# mine all mine - 93 NX



## phastphuker (Jan 3, 2003)

sign my guestbook

www.geocities.com/nxracer2001 

scroll to the bottom and find a pic of a car, click it and there you are.


----------



## Shawn (Sep 18, 2002)

Cool man...kinda off topic but it's cool to see another member who enjoys surfing


----------



## sno (Oct 4, 2002)

nice egg, very clean. i dunno about the bleacher seat (wing) though.


----------



## LIUSPEED (May 29, 2002)

SWEET ! what wing did u get and how much is it.. im lookin for one like that .


----------



## dry (Oct 21, 2002)

nice NX man. I like it.


----------



## phastphuker (Jan 3, 2003)

LIUSPEED said:


> *SWEET ! what wing did u get and how much is it.. im lookin for one like that . *


It is an R-1 wing from e-bay 55 + shipp +ins + paypal fee = 98, still under a hundred.
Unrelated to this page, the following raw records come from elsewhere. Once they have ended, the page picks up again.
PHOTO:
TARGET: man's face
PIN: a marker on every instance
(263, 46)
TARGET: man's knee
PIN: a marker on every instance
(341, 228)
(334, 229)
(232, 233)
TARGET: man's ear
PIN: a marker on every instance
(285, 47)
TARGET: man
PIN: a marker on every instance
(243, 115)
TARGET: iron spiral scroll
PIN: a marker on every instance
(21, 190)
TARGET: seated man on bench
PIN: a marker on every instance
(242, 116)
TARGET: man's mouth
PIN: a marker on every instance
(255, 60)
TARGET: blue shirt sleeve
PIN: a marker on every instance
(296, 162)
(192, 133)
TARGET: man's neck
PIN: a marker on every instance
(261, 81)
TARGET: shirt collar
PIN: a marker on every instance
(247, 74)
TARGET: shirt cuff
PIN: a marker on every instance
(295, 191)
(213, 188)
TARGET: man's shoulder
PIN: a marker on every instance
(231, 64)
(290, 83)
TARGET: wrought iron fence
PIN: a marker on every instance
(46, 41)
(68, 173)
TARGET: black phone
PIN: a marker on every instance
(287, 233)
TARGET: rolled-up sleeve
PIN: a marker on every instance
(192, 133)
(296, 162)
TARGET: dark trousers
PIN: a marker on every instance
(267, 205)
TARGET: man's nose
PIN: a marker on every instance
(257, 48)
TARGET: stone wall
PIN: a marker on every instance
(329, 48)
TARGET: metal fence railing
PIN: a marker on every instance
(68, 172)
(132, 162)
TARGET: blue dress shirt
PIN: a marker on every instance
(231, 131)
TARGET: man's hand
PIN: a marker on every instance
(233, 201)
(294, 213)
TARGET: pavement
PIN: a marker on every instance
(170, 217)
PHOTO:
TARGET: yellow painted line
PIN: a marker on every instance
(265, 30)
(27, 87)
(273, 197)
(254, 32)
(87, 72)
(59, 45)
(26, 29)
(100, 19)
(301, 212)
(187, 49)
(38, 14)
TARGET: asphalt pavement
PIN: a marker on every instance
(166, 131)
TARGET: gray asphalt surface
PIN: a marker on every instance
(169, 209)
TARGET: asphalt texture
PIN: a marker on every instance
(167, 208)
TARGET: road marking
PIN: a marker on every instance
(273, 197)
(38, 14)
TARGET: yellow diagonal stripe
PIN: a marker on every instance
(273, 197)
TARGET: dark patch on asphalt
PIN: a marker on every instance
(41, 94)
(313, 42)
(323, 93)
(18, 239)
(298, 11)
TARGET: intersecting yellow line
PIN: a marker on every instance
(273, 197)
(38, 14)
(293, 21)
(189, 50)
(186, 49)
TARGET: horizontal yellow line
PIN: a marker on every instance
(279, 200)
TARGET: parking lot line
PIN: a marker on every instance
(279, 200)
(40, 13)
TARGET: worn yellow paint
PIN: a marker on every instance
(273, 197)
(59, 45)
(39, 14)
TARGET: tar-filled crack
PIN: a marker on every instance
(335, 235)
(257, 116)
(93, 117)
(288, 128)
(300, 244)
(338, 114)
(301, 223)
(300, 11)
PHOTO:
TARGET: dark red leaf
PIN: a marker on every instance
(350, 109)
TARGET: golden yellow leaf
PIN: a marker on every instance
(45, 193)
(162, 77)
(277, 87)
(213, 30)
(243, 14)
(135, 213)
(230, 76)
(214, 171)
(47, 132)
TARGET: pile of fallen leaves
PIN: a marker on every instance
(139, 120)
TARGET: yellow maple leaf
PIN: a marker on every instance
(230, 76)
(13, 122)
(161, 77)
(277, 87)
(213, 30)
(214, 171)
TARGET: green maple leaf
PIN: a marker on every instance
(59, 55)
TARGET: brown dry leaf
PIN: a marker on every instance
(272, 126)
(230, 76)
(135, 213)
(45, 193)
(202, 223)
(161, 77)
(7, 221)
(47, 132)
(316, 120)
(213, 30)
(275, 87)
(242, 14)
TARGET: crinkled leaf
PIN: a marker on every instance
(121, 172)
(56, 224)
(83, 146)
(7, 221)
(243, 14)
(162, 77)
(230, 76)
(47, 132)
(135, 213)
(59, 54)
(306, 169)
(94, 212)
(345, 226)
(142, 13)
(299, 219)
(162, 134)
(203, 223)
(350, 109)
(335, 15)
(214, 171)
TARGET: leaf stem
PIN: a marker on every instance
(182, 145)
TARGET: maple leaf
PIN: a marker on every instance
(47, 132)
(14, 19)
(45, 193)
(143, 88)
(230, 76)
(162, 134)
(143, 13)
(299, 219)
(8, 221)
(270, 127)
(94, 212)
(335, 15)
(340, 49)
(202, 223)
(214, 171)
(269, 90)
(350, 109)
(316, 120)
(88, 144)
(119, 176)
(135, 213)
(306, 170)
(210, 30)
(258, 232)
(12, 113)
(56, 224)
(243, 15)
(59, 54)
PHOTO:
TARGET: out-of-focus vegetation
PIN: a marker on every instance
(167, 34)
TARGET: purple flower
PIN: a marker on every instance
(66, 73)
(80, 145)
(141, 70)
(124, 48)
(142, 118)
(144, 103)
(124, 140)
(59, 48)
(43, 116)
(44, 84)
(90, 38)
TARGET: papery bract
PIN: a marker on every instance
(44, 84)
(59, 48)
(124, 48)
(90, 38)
As for it being a bleacher seat, lol. I live in Houston and I see shit everyday that just makes me laugh. I am going to start carrying around my digital cam in the front seat, I have alot of windshield time going to and from my calls. I will dedicate a page to stuff that makes you laugh.


----------



## LIUSPEED (May 29, 2002)

how did u get it 2 sit like that on ur trunk?


----------



## GA16DESentraXE (Dec 17, 2002)

Hey phast, are you going to the Dallas meet?


----------



## nitestridar (Jun 29, 2002)

yeah nice egg.... 

i always loved the nx2000... wish they were more on the road... 
you ever plan on getting to the track?

Btw IMO I like the wing....


----------



## Guest (Apr 28, 2003)

ya the wing is a little to much for the NX i think, i bet you had funtaking off the stock fin thingie-


----------